Review: Where did the 'Ti' go? 

Nvidia’s Geforce GTX 560 launches today. Note that you shouldn’t confuse it with the GTX 560 Ti that launched on January 25th, as the GTX 560 is here to fill the gap between GTX 560 Ti and GTX 460 cards. GTX 560 owners, however, can expect some nice performance at 1920x1080.

We thought that Nvidia will retire its GTX 460 (based on GF104), but it seems we’ll have to wait a little while more until that happens. As you can see, the GTX 460 is listed in Nvidia’s GTX 560 presentation slides and it still coexists with the GTX 500 series.


Note that the GF114 is a derivation of GF104. However, the GF114 packs a few improvements inherited from the GF110. The GF114 GPU received plenty of positive acclaim so far and we’ve seen that the card boasts nice performance-per-clock ratio as well. GTX 560 and GTX 560 Ti are based on the GF114, although the new card is slower due to some disabling within the GPU.

Gainward GTX 560 Phantom comes overclocked. However, the overclock is relatively small (13MHz for the GPU and 10MHz for the memory) as you can see from the GPUZ shot below.


The GTX 560 Phantom card is a part of Gainward’s Phantom line, aimed at those who like their cooling effective but silent. GTX 580, GTX 570 and GTX 560 Ti already received Gainward’s Phantom treatment, so we guess it’s expected to see the GTX 560 get the same remake.

The reference GTX 560’s dual slot cooling is used on many other Nvidia’s cards, including the GTX 560 Ti. The cooling has already proven its worth and it should take care of GTX 560 cards quite nicely, as well as be quiet while doing so.

Since GTX 560 and GTX 560 Ti cards use the same PCB, partners won’t have trouble migrating their existing GTX 560 Ti specialized coolers and strap them on GTX 560; in fact, Gainward already did just that.




The GTX 560 Phantom’s packaging is similar to that of GTX 560 Ti Phantom card. Nvidia really made the design part easy for its partners, as all they had to do was erase the 'Ti's and ship them away.

Below you see the GTX 560 Ti Phantom packaging.

Inside you'll find a 6-pin connector, user's manual and driver CD. There are no video converters because the card comes with three different video outs by default.

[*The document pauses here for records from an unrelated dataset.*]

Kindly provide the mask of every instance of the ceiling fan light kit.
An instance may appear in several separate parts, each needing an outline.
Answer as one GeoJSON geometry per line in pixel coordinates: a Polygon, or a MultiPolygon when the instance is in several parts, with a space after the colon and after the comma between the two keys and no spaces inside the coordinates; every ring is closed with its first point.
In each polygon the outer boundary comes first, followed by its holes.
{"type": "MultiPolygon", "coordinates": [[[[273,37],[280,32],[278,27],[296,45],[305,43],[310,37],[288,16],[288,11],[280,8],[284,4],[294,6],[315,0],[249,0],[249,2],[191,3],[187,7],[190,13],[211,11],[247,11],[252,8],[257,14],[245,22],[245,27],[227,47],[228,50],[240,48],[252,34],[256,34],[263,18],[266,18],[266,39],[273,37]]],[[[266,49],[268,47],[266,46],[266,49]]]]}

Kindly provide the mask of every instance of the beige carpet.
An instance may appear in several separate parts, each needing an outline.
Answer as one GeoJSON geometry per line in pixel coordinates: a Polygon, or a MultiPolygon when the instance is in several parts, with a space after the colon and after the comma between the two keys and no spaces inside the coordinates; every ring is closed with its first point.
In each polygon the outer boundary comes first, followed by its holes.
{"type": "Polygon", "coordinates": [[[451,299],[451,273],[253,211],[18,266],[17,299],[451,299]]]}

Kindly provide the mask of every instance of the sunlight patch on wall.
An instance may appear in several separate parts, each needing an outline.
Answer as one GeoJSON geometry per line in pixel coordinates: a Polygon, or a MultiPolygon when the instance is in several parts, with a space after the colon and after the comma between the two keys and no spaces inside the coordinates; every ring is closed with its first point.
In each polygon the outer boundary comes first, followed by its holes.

Gainward GTX 560 Phantom is almost 19cm long and it sports high performance Phantom series cooler.


Gainward's new card is 2.5 slots wide whereas the reference card is two slots wide.


Phantom cooler comes with 4 heatpipes and two 80mm fans. The fans are placed inside the large heatsink so a glance at the card would suggest that the card is passively cooled.

 The fans are very quiet so we guess there would be no harm in assuming that.

As far as video outs go, Gainward decided to go with one dual link DVI, HDMI and VGA out. Note that only two video outs can be used simultaneously.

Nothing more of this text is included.